However, new supply would outstrip demand growth in 2018, leading to lower prices, if OPEC fails to deepen its cuts, he said.
The message of burgeoning excess supply next year was also emphasized by Keisuke Sadamori, the International Energy Agency's Director of Energy markets and Security, who spoke at the IAEE conference earlier.
Fesharaki said the key question was whether there was a limit to US Light Tight Oil production, noting that past expectations of how much LTO the US could produce had already been surpassed.
If there was a limit, he argued, then OPEC's production cuts would eventually have their desired effect. If there was no real limit in the short term, or there was a boom in shale oil production in Argentina, then OPEC's strategy would fail, he warned.
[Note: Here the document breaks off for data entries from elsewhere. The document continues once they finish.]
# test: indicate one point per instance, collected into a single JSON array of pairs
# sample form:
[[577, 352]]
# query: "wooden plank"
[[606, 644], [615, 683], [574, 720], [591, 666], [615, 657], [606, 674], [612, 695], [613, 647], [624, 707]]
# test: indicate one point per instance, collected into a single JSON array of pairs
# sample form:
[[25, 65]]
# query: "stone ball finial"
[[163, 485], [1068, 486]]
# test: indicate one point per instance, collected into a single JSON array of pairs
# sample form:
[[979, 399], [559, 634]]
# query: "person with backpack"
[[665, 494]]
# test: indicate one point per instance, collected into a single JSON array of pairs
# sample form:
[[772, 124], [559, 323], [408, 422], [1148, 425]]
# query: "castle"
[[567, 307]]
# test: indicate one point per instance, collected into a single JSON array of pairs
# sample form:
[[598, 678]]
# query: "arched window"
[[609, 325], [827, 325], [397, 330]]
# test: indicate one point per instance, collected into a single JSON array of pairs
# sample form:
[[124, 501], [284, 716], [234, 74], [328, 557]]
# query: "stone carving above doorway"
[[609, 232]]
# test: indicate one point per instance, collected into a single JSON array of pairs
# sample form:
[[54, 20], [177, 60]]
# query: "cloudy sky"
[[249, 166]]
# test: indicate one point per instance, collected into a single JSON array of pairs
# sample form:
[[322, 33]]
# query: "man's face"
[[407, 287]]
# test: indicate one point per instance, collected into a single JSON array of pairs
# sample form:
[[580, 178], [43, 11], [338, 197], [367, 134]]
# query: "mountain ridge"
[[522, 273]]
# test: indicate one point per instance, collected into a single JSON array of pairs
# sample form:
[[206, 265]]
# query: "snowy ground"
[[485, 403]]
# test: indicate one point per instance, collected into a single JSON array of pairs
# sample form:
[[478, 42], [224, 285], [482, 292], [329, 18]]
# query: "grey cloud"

Fesharaki said there was still excess oil on the market, despite OPEC's recent decision to rollover its production cuts, extending them by nine months from end June this year to end March 2018.
Next year the surplus will grow owing to increases in US LTO output and rising Nigerian, Libyan and Kazakh production, while Russia, he said, remained a wildcard, as a result of an expected rise in upstream investment in the country.
Both Russia and Kazakhstan are participants in the OPEC/non-OPEC pact to cut almost 1.8 million b/d from the market over the first six months of this year, and extend that level through to end March 2018.
FOCUS ON SAUDI ARABIA
Fesharaki said that within OPEC, only Saudi Arabia had the capacity to implement deeper cuts. "It's for Saudi Arabia to decide. Are they going to cut more because they think the number [of barrels the US can produce] is limited, or do they think the number is unlimited?" he asked.
"If Saudi Arabia believes there is a limit to US production, they will cut... critical decisions will have to be taken [by Riyadh] in the middle of next year or towards the end of next year," he said.
Widhyawan Prawiraatmadja, from the Governing Board of the Indonesian Institute of Energy Economics, provided an insight into recent OPEC meetings, saying there was no single cohesive viewpoint within the organization.
He noted that the group of OPEC producers within the Gulf Cooperation Council has not dismissed a return to the organization's "market share" strategy, which was initiated by Saudi Arabia in October 2014 but abandoned in October last year.
He said Iran could cope with such a strategy, but it would leave many other members of OPEC "very disappointed".